Fifteen former Masters champions who attended Augusta National without competing each received $25,000 in honoraria, with names including Faldo, Crenshaw and Langer among those sharing the $375,000 total

Winning the Masters does not just earn a green jacket and a place in history. It earns a lifetime invitation back to Augusta National every April, and, it turns out, a $25,000 honorarium simply for showing up, even if you never take a single swing in competition.

Fifteen former Masters champions attended this year’s golf tournament without playing, and between them they collected $375,000 from Augusta National’s $22.5 million purse, the same per-person amount received by players who made the cut and then finished last.

The honoraria are one of Augusta National’s lesser-known traditions, a quiet acknowledgment of the fraternity that a green jacket confers for life. It comes while ESPN questioned Rory McIlroy’s win after interviewing one of his former flames.

Among those who attended without competing this year were Ben Crenshaw, Nick Faldo, Trevor Immelman, Bernhard Langer and Mark O’Meara, five names that between them account for nine Masters titles and a combined career that spans half a century of major championship golf.

Crenshaw, now 73 and born in Austin, Texas, won the Masters twice in 1984 and again in 1995 in one of the most emotional victories the tournament has ever witnessed, coming just days after the death of his beloved mentor Harvey Penick.

He was also a four-time Ryder Cup player and captained the United States to one of the greatest comebacks in the competition’s history in 1999 at Brookline.

Sir Nick Faldo reacts on the second hole during the Par-3 Contest prior to the 2025 Masters(Image: Getty Images)

He was inducted into the World Golf Hall of Fame in 2002 and went on to become one of the most respected course designers in the sport alongside Bill Coore.

Faldo’s record in majors remains the benchmark for European golf, or at least it did until this week. The Englishman won six majors between 1987 and 1996, including three Masters titles, two of them consecutive in 1989 and 1990.

His most celebrated Augusta moment came in 1996 when he overtook Greg Norman during one of the sport’s most famous final-round collapses.

He spent 97 weeks as world No. 1 and holds the European record for most Ryder Cup appearances with 11. With Rory McIlroy’s sixth major title claimed on Sunday, Faldo now shares second place on the European major winners list with the Northern Irishman.

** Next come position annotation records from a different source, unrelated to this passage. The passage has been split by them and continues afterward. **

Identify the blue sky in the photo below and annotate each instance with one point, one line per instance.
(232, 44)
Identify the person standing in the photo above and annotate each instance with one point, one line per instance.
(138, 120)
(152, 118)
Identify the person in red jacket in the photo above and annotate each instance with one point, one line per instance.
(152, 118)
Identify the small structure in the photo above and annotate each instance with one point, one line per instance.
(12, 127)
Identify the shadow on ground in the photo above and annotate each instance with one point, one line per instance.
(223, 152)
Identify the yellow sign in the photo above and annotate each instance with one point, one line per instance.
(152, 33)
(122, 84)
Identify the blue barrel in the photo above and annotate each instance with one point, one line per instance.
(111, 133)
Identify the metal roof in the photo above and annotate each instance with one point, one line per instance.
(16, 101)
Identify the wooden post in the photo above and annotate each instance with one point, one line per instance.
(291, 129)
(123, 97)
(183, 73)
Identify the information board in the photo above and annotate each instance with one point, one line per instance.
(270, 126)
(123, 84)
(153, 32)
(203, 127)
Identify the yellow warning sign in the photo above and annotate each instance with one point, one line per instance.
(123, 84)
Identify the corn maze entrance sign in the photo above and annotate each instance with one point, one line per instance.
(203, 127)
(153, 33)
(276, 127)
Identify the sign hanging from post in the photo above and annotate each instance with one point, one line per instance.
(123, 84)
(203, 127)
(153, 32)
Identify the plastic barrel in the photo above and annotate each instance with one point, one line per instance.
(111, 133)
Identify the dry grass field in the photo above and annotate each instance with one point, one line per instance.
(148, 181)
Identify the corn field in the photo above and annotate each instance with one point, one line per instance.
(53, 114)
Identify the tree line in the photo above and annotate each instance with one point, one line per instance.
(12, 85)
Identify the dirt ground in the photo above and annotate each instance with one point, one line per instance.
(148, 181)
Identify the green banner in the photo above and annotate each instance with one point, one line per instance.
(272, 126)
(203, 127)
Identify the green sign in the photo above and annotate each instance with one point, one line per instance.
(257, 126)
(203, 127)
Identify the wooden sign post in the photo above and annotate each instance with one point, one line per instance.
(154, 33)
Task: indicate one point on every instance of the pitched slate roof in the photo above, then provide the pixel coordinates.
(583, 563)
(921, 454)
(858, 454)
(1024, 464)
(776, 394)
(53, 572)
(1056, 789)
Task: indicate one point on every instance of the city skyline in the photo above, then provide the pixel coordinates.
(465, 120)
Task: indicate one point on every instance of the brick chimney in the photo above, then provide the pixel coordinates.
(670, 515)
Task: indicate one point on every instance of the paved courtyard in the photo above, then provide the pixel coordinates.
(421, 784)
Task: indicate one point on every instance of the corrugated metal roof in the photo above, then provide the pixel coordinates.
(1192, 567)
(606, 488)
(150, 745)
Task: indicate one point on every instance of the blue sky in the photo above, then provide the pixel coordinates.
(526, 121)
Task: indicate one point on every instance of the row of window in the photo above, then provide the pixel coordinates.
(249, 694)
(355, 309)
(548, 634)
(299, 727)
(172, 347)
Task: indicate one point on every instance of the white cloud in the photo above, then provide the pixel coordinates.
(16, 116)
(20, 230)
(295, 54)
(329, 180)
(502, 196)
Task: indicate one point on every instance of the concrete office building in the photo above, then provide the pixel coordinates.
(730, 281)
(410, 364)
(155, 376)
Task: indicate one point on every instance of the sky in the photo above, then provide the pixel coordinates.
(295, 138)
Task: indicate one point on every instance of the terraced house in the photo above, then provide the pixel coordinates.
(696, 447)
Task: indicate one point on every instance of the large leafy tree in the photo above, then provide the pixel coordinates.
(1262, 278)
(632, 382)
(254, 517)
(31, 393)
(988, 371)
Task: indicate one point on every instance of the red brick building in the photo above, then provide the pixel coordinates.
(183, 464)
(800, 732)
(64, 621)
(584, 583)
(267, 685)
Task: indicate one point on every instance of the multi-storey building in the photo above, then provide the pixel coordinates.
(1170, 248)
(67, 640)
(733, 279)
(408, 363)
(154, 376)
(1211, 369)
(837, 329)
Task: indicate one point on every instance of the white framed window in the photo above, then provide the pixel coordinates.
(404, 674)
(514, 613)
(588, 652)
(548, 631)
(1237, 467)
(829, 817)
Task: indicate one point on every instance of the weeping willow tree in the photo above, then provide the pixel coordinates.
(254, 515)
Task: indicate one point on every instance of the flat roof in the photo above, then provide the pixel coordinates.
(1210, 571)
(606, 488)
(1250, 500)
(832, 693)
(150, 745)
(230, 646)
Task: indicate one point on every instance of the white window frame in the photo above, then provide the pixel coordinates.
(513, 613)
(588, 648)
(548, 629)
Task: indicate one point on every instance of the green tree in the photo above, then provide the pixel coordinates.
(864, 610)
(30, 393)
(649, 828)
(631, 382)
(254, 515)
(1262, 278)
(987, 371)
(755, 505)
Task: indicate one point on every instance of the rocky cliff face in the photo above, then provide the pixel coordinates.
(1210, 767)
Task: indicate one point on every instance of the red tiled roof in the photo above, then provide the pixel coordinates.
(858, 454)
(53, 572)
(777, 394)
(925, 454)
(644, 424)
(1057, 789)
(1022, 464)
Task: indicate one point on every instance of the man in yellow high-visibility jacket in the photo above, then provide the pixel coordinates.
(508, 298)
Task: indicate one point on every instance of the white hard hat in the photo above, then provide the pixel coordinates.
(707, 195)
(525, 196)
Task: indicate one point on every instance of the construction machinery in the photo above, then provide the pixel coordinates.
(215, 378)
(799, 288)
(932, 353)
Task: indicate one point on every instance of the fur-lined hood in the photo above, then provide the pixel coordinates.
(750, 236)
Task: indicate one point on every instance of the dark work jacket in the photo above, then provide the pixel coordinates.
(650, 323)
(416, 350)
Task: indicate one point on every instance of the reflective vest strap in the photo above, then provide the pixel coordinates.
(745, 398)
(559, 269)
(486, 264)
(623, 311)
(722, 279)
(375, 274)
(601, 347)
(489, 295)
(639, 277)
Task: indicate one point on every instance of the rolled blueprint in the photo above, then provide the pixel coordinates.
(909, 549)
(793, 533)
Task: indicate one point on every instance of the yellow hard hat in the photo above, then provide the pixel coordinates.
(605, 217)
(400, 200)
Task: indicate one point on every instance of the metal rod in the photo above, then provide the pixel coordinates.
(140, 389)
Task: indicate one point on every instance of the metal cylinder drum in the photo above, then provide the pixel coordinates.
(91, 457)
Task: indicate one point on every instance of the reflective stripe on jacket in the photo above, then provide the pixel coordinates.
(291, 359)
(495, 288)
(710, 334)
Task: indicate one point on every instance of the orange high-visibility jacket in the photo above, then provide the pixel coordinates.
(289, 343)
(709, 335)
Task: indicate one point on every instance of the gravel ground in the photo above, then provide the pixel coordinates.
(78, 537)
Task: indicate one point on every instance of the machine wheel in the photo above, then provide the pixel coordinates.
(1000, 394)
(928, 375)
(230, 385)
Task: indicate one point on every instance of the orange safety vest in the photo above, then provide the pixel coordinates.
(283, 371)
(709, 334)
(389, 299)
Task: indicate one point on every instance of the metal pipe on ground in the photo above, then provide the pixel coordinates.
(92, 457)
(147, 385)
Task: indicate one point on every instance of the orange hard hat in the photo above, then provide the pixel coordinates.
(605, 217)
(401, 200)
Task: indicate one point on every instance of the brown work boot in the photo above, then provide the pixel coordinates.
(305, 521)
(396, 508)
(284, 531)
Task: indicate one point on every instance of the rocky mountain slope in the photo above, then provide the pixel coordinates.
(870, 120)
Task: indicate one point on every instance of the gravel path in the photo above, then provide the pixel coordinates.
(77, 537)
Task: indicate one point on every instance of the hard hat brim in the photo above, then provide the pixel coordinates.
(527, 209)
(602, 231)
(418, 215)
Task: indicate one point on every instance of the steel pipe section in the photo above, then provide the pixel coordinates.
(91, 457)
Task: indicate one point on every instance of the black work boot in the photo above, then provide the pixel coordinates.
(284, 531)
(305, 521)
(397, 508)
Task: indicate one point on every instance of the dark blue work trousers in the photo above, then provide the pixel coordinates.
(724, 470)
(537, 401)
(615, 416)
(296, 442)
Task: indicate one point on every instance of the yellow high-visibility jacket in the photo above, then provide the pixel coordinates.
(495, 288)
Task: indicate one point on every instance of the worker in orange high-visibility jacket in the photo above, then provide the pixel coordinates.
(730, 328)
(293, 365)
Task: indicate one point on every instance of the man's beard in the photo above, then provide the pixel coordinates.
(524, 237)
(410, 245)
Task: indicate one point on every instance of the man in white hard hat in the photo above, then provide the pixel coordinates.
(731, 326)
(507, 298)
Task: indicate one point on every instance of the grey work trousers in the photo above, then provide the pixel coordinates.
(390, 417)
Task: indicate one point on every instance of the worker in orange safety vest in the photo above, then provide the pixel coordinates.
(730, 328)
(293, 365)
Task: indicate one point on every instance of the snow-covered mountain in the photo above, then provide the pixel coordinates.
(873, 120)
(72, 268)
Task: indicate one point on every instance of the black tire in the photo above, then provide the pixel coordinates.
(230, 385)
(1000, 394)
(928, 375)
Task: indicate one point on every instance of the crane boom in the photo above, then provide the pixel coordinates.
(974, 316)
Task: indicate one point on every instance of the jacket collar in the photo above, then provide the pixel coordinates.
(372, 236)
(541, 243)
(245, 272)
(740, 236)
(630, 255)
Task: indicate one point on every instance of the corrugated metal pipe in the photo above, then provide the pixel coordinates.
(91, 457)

Immelman, the South African who won the 2008 Masters with a wire-to-wire victory that held off Tiger Woods, has since built a prominent career in broadcasting and served as International Team captain for the Presidents Cup.

Langer, 68, made 41 appearances at Augusta before retiring from the Masters in 2025, winning twice, in 1985 and 1993, and becoming one of the game’s ultimate symbols of longevity and discipline, with more than 90 wins worldwide, including sustained dominance on the Champions Tour well into his sixties.

O’Meara, who won both the Masters and The Open Championship in 1998 at age 41 in one of the sport’s great late-blooming seasons, is also among the group and remains well-known as a close friend and early mentor to Tiger Woods.

The $25,000 each man received is modest by the standards of the overall purse, which saw Rory McIlroy take home $4.5 million for his second consecutive title and Scottie Scheffler pocket $2.43 million as runner-up. Tyrrell Hatton, Russell Henley, Justin Rose, and Cameron Young each earned $1.08 million for their share of third place.